– Birkaç sapık tarikatçi haricinde Atatürk‘ü sevmeyeni bu ülkede zor bulursun.
– Mustafa Kemal bir başarı öyküsüdür, ne yaparsan yap o başarılar orada duruyor.
– Gazi öyle bir adamdı ki gerekirse gariban bir vatandaşı kayığına alır, kendi çektiği küreklerin şıpırtısı eşliğinde derdini dinlerdi.
– Kitabı özet olarak değil her satırının altını çize çize okurdu.
– Çağın en iyi giyinen erkeklerinden biriydi.
– Mücadelesini yeri geldiğinde lafla, yeri geldiğinde savaş meydanında verirdi. Çift tabanca taşırdı.
– Hiçbir ülkenin liderinin ayağına gitmedi, aksine İngiltere Kralı da dahil olmak üzere ziyaretine gelmeyen kalmadı.
– Başa geçtiğinde hastalıklardan kırılan, sarayın kanlarını içerek ölüme terkettiği 13.5 milyon kişi yaşıyordu ülkede.
– Ne bir baraj ne bir fabrika ne de adam gibi tarım yapılabiliyordu.
– Yüz küsür traktör vardı, olanların da yağı yoktu.
– Tohum yoktu ekecek.
– Çay ithal malıydı, buğdaydan başka üretilen bir şey yoktu.
– Ortaokul sadece İstanbul ve İzmir‘de vardı. Diğer illerdekiler yabancıların okullarıydı.

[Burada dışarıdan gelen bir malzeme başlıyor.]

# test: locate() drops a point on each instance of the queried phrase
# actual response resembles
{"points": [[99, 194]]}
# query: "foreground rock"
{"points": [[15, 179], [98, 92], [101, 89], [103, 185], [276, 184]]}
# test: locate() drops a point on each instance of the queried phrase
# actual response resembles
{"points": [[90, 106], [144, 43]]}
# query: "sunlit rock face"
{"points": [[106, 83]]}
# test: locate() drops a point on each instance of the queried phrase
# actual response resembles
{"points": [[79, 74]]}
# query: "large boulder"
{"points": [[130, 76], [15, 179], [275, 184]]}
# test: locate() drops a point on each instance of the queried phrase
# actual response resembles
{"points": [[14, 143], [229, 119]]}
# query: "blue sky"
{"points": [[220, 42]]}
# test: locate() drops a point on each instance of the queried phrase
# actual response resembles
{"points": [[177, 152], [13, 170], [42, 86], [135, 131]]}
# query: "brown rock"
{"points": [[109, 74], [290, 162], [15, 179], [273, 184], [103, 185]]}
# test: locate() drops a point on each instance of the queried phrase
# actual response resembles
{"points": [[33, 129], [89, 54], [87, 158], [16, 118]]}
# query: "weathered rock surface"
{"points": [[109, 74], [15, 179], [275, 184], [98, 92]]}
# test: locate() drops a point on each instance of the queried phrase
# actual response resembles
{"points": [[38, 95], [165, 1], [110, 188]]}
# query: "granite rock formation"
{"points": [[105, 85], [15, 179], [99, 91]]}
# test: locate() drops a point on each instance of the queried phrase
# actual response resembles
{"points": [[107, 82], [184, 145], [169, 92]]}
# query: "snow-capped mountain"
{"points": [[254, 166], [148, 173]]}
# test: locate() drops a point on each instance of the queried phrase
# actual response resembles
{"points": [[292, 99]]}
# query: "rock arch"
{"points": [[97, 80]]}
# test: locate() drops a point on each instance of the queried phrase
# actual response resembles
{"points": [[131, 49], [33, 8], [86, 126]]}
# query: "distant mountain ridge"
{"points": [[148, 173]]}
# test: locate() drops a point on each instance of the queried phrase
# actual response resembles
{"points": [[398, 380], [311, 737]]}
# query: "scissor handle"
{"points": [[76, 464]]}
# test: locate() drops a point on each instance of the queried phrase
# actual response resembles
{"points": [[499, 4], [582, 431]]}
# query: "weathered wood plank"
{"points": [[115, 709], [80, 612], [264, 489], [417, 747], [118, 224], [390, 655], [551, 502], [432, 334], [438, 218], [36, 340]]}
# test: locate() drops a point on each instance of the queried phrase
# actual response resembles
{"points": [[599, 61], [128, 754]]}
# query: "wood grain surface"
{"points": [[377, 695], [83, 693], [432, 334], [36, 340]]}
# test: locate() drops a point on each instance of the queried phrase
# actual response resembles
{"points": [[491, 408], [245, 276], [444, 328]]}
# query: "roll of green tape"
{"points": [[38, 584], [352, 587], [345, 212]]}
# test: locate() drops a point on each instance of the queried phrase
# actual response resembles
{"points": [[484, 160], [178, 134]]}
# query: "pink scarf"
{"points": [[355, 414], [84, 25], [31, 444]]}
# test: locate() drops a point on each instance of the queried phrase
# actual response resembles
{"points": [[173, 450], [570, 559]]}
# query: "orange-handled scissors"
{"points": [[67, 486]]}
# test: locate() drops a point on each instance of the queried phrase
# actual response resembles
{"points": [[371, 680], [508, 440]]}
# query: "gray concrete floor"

– Yol da yoktu demiryolu da. Liman vardı ama işletecek adam yoktu. Çünkü Dedem Osmanlı, limanları Fransızlar’a, İngilizler’e, İtalyanlar’a peşkeş çekmişti.

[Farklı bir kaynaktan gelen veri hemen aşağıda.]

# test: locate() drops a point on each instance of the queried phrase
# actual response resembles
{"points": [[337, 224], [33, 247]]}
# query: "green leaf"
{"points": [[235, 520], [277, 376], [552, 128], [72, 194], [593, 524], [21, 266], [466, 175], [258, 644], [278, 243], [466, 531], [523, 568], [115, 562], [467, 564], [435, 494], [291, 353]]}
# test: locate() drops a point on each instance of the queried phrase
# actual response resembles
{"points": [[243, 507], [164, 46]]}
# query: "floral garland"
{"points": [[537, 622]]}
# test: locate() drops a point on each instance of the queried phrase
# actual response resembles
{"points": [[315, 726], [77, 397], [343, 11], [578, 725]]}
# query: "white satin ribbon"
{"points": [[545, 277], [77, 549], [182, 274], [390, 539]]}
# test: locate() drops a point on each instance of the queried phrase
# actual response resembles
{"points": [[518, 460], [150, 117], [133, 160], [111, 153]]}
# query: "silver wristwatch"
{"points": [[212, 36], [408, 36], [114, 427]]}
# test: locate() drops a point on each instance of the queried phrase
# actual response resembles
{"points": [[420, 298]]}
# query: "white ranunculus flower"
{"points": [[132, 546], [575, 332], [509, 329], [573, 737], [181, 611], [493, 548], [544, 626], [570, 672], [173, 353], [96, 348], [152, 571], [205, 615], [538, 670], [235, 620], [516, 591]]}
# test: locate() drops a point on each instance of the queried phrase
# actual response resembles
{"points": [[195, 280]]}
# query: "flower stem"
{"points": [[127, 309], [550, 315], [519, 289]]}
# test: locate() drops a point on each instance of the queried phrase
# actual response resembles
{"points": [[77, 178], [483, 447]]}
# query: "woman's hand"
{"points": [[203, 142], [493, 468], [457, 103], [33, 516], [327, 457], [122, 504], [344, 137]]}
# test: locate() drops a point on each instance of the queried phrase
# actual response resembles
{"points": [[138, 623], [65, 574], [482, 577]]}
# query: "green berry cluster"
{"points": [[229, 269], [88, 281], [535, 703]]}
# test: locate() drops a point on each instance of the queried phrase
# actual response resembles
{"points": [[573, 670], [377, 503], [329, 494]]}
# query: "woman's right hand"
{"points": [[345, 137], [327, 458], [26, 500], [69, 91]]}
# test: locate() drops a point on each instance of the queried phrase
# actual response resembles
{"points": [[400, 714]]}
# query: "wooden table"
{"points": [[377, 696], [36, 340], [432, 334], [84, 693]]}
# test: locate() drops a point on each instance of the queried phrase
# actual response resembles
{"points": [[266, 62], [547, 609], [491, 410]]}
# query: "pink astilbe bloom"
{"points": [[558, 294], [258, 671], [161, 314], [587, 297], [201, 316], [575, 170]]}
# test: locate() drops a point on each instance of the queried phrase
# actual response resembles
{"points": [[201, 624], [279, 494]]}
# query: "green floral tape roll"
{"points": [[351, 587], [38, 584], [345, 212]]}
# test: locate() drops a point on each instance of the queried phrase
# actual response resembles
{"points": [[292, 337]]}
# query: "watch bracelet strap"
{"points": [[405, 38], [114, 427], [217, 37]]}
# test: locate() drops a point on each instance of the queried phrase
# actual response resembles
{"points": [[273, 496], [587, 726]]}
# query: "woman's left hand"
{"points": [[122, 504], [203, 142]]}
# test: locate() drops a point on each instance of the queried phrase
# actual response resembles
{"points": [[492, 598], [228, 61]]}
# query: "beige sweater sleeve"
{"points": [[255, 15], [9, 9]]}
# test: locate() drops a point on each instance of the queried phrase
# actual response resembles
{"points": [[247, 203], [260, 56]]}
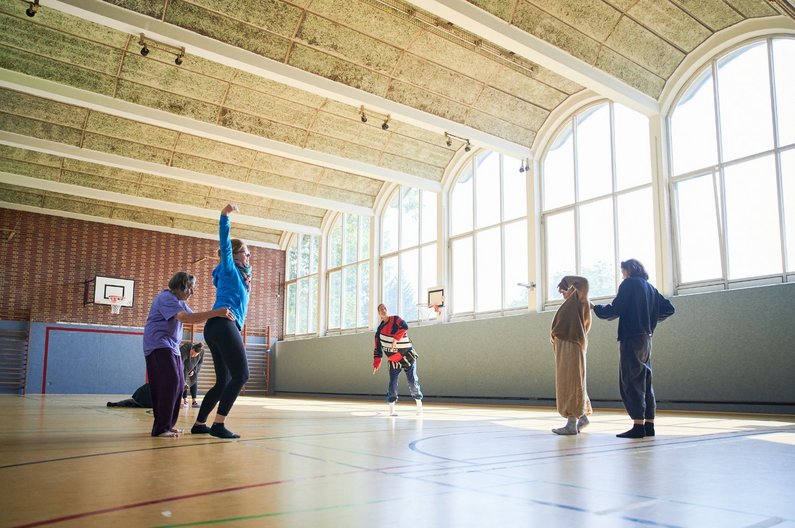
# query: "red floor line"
{"points": [[146, 503]]}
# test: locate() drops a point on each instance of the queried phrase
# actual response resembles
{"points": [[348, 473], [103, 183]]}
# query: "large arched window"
{"points": [[408, 250], [488, 235], [596, 193], [348, 273], [732, 136], [301, 286]]}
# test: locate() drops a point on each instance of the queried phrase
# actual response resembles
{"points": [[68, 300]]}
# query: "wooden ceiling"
{"points": [[266, 108]]}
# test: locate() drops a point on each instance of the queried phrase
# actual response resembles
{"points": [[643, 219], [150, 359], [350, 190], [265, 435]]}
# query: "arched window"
{"points": [[732, 136], [488, 235], [408, 251], [596, 195], [348, 273], [301, 283]]}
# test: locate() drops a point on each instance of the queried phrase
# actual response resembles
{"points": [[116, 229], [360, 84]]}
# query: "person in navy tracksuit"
{"points": [[639, 307]]}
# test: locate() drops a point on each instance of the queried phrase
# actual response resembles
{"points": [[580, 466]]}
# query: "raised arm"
{"points": [[224, 239]]}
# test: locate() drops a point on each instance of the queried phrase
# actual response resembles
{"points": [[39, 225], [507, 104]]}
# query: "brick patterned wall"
{"points": [[48, 259]]}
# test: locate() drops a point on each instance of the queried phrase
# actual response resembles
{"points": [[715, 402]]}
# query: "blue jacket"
{"points": [[639, 307], [230, 287]]}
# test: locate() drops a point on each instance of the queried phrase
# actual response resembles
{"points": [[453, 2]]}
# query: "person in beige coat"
{"points": [[569, 336]]}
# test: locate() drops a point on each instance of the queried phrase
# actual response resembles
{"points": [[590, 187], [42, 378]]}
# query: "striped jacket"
{"points": [[391, 338]]}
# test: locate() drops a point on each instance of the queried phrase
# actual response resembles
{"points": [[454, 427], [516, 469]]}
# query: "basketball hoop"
{"points": [[428, 311], [115, 303]]}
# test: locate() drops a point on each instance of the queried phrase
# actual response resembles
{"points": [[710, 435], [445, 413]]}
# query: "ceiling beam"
{"points": [[482, 23], [120, 162], [149, 203], [117, 107], [107, 14], [125, 223]]}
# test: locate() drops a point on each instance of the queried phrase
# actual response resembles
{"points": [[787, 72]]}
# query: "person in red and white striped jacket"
{"points": [[391, 339]]}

– Gemiden, denizden, limandan anlayan yoktu topraklarımızda. Palamarı palamut sanıyordu halk.
– Olan demiryolu da kesik kesikti. Aktarma eşeklerle yapılıyordu.
– Üniversite sayısı bir elin parmakları kadar değildi. Onların da hocaları Allahlık’tı.
– Dünyanın en ünlü profesörlerini getirdi üniversitelerimize, en akıllı çocukları gönderdi tam bursla dünyanın en ünlü üniversitelerine.
– Milletin satacak donu bile yoktu ki Atam satsın da memleketi yeniden inşa etsin; anladın sen onu.
– Anası kocasından yadigar kalan bileziklerini oğluna verdi vatanı kurtarırken kullansın diye. Ölünce de neyi var neyi yok Darüşşafaka’ya bağışladı.
– Baştan “Yüzük müzük” diye mızmızlanmayıp layıkıyla sonlandırmış dünyevi görevlerini.
– Gidemediği anasının cenazesinin çok sade olmasını sağladı. İstese ülkeyi yığardı İzmir‘e ama şatafatı hiç sevmedi.
– İtibarı gösterişle değil yaptıklarıyla, tasarrufla sağladı.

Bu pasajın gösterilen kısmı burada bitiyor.